What kind of region do you want to live in 25 years from now? How can we start building a more prosperous and sustainable future today?

The Kansas City region has developed a shared vision to achieve a more sustainable future by creating vibrant, connected and green corridors and centers of activity. This idea emerged from a highly visible and effective regional visioning process conducted over 18 months in 2008–09, engaging nearly 80,000 residents.

The region began its journey toward this vision in 1999 with an initiative called Creating Quality Places, which encouraged the bistate region's 119 cities and nine counties to shape future development in ways that would maintain and enhance its high quality of life. While the emphasis of this early work was on community design, it yielded 20 principles for quality places and livability. The CQP principles call for diverse neighborhoods with multiple housing options, vibrant mixed-use commercial areas and efficient transportation systems — all within a healthy natural environment.

In the years since, MARC, small and large communities, and numerous stakeholders have collaborated on a wide variety of detailed plans that address the fundamental elements of livability, including transportation choices, environmental health, social equity, housing affordability, neighborhood preservation, community health, and economic competitiveness.

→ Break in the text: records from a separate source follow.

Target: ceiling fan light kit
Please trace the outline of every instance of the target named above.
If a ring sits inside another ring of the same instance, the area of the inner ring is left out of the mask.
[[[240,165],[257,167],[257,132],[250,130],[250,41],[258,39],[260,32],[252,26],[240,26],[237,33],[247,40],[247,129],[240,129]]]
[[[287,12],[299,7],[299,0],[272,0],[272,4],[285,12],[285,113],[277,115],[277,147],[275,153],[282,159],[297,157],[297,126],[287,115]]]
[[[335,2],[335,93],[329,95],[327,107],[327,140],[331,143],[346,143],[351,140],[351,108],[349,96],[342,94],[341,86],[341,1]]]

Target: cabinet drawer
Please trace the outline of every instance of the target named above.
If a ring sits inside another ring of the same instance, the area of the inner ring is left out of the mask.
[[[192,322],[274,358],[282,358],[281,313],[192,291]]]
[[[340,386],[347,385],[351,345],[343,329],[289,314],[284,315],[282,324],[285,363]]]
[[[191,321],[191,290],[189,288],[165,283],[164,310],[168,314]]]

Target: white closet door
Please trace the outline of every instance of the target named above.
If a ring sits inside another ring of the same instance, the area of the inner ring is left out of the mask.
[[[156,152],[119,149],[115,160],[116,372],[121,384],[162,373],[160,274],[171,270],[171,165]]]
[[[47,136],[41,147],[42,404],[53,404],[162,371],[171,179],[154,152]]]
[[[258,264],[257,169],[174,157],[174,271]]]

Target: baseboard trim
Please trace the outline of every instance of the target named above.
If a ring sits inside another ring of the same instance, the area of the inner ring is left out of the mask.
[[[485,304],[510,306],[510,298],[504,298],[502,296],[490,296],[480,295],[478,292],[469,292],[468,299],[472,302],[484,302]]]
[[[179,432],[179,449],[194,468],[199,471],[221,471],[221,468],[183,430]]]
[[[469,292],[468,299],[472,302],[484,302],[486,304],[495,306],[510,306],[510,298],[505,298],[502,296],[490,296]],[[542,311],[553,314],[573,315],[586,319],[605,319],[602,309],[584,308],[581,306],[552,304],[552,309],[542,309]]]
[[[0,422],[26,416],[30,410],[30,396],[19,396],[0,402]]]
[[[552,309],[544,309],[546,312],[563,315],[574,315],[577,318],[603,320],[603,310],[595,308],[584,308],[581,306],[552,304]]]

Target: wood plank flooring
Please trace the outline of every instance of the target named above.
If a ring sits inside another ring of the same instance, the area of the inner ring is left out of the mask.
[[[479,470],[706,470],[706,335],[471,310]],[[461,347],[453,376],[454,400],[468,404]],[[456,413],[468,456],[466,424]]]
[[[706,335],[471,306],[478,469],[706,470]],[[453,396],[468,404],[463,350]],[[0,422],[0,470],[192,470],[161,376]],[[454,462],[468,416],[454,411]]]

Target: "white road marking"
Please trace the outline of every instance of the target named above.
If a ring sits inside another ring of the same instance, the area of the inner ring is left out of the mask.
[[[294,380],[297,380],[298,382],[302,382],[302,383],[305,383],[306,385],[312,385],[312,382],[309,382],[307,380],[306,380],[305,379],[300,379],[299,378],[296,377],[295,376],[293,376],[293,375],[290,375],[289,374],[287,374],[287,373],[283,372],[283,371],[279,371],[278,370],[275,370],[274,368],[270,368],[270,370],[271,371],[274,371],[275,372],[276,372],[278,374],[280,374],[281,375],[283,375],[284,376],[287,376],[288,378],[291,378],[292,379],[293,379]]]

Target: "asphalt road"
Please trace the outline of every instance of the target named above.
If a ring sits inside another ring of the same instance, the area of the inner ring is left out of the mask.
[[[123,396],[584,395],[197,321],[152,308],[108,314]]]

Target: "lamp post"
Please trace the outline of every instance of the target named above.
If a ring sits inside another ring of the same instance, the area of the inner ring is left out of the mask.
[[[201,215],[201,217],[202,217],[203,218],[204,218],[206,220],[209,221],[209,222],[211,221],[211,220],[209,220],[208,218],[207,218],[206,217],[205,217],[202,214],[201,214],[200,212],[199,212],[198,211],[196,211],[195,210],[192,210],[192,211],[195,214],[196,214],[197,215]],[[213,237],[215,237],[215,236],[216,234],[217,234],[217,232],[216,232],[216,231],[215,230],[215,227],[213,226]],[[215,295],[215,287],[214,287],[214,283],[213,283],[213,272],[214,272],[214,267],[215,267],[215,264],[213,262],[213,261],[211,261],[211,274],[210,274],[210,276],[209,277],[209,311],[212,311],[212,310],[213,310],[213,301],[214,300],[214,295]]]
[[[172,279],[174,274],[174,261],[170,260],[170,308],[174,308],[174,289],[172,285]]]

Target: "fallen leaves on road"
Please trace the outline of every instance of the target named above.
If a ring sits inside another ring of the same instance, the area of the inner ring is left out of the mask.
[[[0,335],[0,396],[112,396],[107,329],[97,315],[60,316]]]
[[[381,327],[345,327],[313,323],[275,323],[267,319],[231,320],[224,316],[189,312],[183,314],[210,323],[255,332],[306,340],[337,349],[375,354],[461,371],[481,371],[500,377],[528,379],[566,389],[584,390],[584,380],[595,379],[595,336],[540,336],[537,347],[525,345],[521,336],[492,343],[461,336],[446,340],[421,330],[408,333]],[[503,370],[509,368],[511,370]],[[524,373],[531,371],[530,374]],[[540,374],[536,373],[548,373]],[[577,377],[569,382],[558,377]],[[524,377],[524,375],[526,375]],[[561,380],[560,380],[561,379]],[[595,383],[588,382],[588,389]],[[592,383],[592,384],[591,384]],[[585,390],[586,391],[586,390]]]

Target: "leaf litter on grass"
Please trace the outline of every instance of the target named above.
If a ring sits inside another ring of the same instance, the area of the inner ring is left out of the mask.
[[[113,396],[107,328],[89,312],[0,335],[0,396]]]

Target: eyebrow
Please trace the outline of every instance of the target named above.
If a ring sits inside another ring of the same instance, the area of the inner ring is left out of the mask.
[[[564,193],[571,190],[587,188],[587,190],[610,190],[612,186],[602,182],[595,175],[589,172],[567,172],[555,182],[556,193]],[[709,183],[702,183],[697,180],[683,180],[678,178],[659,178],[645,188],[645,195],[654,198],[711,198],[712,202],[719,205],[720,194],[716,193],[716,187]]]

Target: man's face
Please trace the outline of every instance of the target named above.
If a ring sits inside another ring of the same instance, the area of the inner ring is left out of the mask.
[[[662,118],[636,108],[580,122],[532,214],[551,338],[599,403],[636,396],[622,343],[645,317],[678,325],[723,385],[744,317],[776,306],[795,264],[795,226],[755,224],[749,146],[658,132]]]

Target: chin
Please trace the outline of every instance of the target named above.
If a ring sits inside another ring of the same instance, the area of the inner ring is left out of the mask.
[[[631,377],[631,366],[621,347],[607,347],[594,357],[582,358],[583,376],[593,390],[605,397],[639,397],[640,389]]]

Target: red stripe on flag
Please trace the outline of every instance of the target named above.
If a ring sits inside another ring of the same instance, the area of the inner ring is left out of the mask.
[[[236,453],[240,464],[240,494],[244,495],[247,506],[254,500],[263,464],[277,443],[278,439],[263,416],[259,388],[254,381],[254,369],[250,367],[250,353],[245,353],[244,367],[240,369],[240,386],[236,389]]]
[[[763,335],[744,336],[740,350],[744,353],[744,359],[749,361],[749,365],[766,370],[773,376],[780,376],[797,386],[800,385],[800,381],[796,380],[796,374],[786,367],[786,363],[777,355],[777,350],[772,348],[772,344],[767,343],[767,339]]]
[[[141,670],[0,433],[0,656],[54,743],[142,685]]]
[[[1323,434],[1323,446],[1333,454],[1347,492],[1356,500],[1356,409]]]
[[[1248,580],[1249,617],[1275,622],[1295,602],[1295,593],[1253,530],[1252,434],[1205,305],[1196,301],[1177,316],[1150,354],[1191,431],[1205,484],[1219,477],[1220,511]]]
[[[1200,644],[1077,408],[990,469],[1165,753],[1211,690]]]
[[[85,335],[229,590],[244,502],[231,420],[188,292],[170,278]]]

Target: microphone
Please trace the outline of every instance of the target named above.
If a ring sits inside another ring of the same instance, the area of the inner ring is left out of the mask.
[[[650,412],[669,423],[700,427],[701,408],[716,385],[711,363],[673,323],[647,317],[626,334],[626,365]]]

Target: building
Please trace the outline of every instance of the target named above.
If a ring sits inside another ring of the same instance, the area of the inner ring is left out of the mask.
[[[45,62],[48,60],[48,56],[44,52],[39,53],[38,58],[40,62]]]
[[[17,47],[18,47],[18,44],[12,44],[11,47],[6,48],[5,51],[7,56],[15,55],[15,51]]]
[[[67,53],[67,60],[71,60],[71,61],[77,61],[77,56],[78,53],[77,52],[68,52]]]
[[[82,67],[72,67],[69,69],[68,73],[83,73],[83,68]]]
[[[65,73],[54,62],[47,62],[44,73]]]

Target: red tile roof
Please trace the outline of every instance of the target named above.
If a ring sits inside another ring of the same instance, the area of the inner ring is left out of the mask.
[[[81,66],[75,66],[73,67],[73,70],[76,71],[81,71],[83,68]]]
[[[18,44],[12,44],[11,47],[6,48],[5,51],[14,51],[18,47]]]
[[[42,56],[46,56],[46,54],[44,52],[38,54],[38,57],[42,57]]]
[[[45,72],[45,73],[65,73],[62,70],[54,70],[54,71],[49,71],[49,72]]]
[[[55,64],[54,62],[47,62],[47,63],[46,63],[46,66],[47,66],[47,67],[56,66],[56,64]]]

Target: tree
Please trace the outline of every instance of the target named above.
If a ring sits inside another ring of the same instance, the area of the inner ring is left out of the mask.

Creating Sustainable Places Vision

"Greater Kansas City is a sustainable region that increases the vitality of our society, economy and environment for current residents and future generations." — Adopted by the MARC Board of Directors, January 2009

The Creating Sustainable Places initiative was officially launched in October 2010, when a consortium of more than 60 regional partners, led by MARC, received a $4.25 million planning grant from the U.S. Department of Housing and Urban Development to advance the implementation of the Regional Plan for Sustainable Development.

MARC's Board of Directors appointed representatives from local governments, businesses, nonprofits, equity organizations, universities, professional associations and housing organizations to help the region achieve more sustainable development patterns.